Tungstate Scintillators Growth, Structures and Properties
Doctoral thesis, 2001
Tungstate crystals are well-known scintillators, which can be used as detector material for high-energy radiation and are often chosen as references in measurements on new luminescent materials. For measurements of excitation and relaxation properties, single crystals are desirable. Crystals, up to 1 cm in length, of MgWO4, CaWO4 (pure and doped with Cr3+ and Bi3+), BaWO4, Zn1-xCdxWO4 (0 < x <1), and NaBi(WO4)2 were grown from Na2W2O7 fluxes. Powder of HgWO4 was prepared by boiling a mixture of HgO and H2WO4 in water. Crystals of HgWO4 and Na2W2O7.½H2O up to 1 mm in length, were flux-grown under high pressure and temperature.
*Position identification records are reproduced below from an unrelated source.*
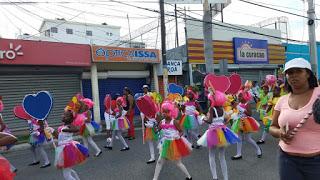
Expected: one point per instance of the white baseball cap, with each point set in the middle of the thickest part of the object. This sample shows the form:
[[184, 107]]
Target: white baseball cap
[[297, 63]]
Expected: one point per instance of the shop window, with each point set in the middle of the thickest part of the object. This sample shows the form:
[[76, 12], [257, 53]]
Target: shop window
[[69, 31], [89, 33], [54, 29]]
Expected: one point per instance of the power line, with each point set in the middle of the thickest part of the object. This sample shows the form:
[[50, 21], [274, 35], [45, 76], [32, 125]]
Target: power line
[[268, 7], [198, 20]]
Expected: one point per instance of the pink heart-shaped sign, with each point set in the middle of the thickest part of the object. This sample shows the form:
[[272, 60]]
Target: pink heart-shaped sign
[[219, 83], [20, 113], [235, 84]]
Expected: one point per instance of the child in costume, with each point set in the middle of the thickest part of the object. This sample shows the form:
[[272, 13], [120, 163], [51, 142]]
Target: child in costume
[[121, 123], [267, 120], [69, 152], [172, 146], [109, 116], [37, 140], [88, 127], [245, 125], [218, 136], [189, 121], [7, 170], [150, 135]]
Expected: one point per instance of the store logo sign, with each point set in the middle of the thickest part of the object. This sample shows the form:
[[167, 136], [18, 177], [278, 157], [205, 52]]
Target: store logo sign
[[12, 53], [248, 51]]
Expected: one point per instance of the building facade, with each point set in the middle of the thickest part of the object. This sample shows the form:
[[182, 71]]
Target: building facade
[[27, 67]]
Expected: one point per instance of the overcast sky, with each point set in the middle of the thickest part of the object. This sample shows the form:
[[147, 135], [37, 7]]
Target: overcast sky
[[16, 19]]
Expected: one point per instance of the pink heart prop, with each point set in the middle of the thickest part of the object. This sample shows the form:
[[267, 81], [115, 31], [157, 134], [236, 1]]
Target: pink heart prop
[[20, 113], [146, 105], [219, 83], [235, 85], [107, 102]]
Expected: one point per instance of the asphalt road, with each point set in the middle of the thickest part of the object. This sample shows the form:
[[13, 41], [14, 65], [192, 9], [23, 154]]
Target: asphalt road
[[131, 165]]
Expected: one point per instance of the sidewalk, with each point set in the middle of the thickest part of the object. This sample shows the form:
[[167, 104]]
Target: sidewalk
[[24, 146]]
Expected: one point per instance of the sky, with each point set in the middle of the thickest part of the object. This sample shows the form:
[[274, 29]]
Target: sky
[[16, 18]]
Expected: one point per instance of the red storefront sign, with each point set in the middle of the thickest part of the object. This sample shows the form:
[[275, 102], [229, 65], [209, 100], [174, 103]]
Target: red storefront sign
[[25, 52]]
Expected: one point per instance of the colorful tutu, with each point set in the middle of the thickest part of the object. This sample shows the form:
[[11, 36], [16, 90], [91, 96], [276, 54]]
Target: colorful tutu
[[70, 154], [37, 138], [218, 136], [174, 149], [89, 129], [150, 134], [267, 121], [245, 125], [189, 122], [120, 124], [5, 170]]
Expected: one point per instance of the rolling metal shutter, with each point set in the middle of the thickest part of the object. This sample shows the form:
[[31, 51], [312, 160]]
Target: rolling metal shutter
[[113, 86], [13, 88]]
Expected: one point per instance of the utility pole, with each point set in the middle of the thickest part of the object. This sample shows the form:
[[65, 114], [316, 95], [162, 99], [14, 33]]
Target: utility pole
[[176, 19], [129, 31], [207, 36], [312, 37], [163, 47]]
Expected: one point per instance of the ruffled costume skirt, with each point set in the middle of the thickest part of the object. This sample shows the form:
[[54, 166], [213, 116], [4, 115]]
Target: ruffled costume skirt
[[70, 154], [218, 136], [188, 122], [89, 129], [37, 138], [245, 125], [174, 149], [5, 170], [121, 124], [150, 134]]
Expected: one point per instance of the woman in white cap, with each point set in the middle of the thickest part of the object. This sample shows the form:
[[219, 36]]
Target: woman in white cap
[[299, 152]]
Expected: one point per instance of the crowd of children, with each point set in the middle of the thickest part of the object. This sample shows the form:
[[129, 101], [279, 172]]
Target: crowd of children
[[175, 126]]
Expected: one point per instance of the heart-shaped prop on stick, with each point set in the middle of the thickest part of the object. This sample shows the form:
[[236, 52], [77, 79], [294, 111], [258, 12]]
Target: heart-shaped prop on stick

The solid solution system Zn1-xCdxWO4 was studied using single crystal X-ray diffraction. The structure of HgWO4 was refined from neutron powder diffraction and single crystal X-ray diffraction data. Only small differences were seen in the refinements. When the structures were compared, it was seen that the WO6 octahedron is almost constant throughout the series Zn, Cd, and HgWO4, while the MO6 octahedron (M = Zn, Cd, Hg) changes substantially.
The luminescence measurements using synchrotron radiation were made to study relaxation of electronic excitations. Tungstate crystals are excited in the 5-7 eV region by direct optical creation of oxyanion molecular excitons. Higher energies increase the efficiency of the emissions associated with lattice defects or impurities, due to multiplication of electronic excitations. Polarised emissions and phosphorescence showed anisotropic effects for CdWO4 and PbWO4, with the main emissions polarised in a plane normal to the c axis, and along the c axis, respectively.